Burst transfer using the NiosII

Altera_Forum · ‎12-06-2011

Hi,

I had a doubt regarding the burst transfer interface on the Nios II processor. I am using the version with the data cache and hardware multipliers. I have read in some thread that we can access data as a burst from memory/cache, but if I have a custom accelerator can i write/read from this custom accelerator in bursts... if so... how do i do this?

The data size is not much, so i was not planning on using the DMA... the transfer happens many times, but each time the transfer is around 64 bytes.

Thanks and Regards,

joseph

Altera_Forum · ‎12-06-2011

I believe the only way the nios can do burst memory cycles is when doing cache line fill/write.

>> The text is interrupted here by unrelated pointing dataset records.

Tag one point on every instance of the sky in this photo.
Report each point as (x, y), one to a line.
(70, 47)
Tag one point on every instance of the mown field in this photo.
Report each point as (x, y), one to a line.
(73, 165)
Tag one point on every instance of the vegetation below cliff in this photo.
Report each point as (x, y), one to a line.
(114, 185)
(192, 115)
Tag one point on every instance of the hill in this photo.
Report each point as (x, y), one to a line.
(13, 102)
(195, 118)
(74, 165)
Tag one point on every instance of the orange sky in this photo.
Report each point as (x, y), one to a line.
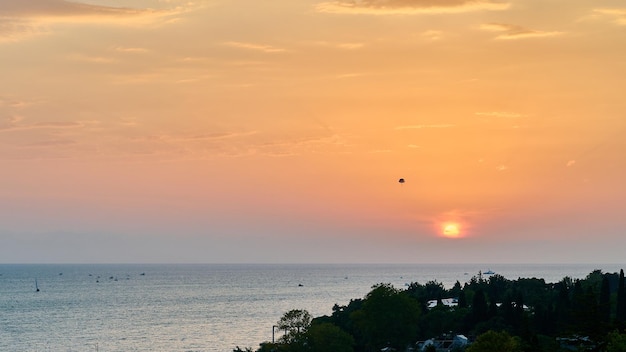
(238, 131)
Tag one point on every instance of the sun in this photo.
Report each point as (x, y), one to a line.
(451, 230)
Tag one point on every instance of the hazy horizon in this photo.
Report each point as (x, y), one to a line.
(225, 131)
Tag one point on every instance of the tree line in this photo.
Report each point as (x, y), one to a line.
(495, 313)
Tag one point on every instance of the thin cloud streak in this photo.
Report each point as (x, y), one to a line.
(618, 15)
(415, 127)
(256, 47)
(20, 20)
(512, 32)
(409, 7)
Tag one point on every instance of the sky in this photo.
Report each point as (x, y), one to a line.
(231, 131)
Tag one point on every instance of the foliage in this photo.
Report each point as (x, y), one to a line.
(327, 337)
(389, 317)
(492, 341)
(515, 315)
(295, 323)
(616, 342)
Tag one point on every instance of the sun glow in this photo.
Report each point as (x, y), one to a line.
(451, 230)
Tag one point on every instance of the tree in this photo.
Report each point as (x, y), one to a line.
(616, 342)
(493, 341)
(295, 323)
(480, 311)
(620, 315)
(389, 317)
(604, 304)
(327, 337)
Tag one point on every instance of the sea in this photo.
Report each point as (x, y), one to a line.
(201, 307)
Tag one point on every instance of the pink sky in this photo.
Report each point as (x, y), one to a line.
(238, 131)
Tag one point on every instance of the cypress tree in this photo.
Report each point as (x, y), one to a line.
(604, 305)
(620, 315)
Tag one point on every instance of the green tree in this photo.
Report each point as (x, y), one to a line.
(295, 323)
(480, 310)
(616, 342)
(327, 337)
(493, 341)
(388, 317)
(604, 303)
(620, 315)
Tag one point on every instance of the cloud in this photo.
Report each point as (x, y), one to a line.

Normal uncached avalon memory cycles are always done synchronously - ie the nios cpu stalls for the entire avalon cycle (the 'result delay' for reads happens after this stall).

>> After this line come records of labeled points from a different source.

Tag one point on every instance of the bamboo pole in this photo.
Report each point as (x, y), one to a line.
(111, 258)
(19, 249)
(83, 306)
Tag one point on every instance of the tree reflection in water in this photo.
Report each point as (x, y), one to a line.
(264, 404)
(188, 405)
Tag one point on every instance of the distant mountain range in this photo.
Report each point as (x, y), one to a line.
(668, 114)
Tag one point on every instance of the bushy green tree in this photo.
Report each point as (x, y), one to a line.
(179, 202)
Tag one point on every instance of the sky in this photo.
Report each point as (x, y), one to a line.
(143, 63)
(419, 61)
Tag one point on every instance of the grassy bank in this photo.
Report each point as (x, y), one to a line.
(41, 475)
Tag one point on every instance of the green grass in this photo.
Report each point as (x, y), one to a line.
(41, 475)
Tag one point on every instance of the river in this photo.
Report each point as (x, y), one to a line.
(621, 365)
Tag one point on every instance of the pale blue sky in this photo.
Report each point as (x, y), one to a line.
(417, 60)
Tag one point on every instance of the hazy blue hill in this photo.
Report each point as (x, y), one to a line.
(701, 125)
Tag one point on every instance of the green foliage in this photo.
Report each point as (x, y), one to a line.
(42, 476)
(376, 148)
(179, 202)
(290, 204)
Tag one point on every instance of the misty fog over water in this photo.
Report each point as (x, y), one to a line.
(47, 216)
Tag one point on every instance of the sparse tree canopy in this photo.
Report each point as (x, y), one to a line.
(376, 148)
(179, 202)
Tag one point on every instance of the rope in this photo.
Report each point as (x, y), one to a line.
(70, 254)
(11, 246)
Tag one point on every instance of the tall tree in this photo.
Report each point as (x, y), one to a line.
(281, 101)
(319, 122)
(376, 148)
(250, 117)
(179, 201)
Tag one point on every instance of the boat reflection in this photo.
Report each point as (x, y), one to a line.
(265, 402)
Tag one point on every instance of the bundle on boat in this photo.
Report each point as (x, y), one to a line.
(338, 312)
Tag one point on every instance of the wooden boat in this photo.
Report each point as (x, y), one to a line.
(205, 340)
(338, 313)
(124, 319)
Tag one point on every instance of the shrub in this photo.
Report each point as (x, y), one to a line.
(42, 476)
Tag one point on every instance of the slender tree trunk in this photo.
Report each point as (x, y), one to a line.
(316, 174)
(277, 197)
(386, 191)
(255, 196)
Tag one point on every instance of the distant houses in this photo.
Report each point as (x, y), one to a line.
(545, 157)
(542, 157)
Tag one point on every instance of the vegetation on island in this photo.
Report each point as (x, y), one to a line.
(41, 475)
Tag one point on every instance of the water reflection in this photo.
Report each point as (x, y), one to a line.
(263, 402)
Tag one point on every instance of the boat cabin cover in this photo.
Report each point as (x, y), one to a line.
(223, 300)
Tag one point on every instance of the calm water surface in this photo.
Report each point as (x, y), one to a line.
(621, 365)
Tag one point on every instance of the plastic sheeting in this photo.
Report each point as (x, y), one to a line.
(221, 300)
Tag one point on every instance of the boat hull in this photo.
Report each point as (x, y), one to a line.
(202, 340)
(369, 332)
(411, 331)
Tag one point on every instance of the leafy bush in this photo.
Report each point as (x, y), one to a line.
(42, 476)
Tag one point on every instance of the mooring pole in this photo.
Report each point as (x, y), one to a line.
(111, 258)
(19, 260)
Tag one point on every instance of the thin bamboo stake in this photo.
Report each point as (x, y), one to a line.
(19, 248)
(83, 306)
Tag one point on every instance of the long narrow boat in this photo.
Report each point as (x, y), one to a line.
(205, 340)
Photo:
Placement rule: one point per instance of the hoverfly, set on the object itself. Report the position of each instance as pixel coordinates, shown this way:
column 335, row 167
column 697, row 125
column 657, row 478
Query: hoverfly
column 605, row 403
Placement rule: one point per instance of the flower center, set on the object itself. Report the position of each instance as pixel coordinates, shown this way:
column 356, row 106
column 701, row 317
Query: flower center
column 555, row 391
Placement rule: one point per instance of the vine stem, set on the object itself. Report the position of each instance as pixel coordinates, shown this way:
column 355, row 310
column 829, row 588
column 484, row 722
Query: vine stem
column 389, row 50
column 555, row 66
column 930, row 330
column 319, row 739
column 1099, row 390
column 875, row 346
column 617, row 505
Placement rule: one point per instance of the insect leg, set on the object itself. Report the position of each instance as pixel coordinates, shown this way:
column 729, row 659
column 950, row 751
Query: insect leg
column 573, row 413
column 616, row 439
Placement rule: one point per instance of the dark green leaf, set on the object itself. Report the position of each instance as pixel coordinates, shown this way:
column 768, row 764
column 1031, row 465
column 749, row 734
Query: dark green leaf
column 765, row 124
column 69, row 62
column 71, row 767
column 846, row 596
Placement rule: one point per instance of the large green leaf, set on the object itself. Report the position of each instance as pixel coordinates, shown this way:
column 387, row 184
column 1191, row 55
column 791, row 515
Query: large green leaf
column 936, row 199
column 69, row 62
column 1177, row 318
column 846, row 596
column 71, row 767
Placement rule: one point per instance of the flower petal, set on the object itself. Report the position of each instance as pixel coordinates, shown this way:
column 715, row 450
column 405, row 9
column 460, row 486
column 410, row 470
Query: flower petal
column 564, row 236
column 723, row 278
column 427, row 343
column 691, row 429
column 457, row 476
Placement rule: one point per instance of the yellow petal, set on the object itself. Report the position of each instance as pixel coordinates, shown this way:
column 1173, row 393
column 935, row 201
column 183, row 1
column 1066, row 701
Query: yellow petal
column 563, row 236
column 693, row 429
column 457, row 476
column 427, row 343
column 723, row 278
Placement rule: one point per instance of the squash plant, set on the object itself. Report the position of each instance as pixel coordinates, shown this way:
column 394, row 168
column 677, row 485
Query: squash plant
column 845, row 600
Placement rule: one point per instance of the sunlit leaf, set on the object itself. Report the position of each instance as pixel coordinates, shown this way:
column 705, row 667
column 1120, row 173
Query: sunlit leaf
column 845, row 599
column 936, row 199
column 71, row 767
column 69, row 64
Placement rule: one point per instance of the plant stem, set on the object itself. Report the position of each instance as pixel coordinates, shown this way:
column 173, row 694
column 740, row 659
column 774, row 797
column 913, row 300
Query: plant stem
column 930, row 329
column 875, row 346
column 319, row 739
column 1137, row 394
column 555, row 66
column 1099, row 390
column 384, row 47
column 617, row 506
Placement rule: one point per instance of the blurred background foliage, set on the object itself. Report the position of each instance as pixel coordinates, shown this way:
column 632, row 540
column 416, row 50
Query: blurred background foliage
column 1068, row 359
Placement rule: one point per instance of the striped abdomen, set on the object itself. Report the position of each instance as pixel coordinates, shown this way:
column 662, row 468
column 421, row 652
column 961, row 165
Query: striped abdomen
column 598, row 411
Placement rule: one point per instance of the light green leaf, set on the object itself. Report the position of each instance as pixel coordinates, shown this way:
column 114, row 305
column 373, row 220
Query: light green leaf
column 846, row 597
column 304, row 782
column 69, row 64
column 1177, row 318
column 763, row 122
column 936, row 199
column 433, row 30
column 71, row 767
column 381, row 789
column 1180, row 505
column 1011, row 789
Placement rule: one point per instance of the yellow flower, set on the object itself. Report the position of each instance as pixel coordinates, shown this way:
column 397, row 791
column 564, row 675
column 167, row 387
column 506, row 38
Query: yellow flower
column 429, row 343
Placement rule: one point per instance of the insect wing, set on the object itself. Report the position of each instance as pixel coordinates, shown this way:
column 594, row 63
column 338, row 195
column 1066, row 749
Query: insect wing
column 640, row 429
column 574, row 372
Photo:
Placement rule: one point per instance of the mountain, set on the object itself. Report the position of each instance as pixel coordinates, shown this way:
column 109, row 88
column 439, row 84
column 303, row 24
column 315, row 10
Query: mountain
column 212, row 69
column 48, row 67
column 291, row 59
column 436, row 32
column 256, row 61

The 'tightly coupled data' interface isn't public - so you can't use that to interface to custome logic.

A couple of options for avoiding the avalon bus stalls:

1) use a tightly coupled memory block and get your logic to transfer to from the dual port of that memory

2) access from within the custom instruction logic - needs a little lateral thought

Altera_Forum · ‎12-07-2011

DSL is correct, the only time either Nios II master performs a burst larger than 1 is when bursting is enabled and a cache line is being read or written out (assuming the data cache line size > 4 bytes).

If you are using Altmemphy (HPII) or Uniphy you no longer need to use bursting to get good efficiency out of them. Those memory controllers support transaction merging so when the controller receives sequential or short burst accesses it attempts to merge them into a single off-chip burst. For example to get good efficiency out of Nios II this is what I would do:

1) Set the SDRAM controller local burst size to 1

2) Use 32B/line Nios II caches with bursting disabled

3) Crank the arbitration share of the instruction and data masters connected to SDRAM to 8

The arbitration share of 8 will make sure the cache line movements don't pingpong back and forth for access to the SDRAM (trying to keep each master accessing memory for 8 back to back accesses which matches the line size). So if you did the same for your hardware accelerator you can eliminate some burst complexity from your system.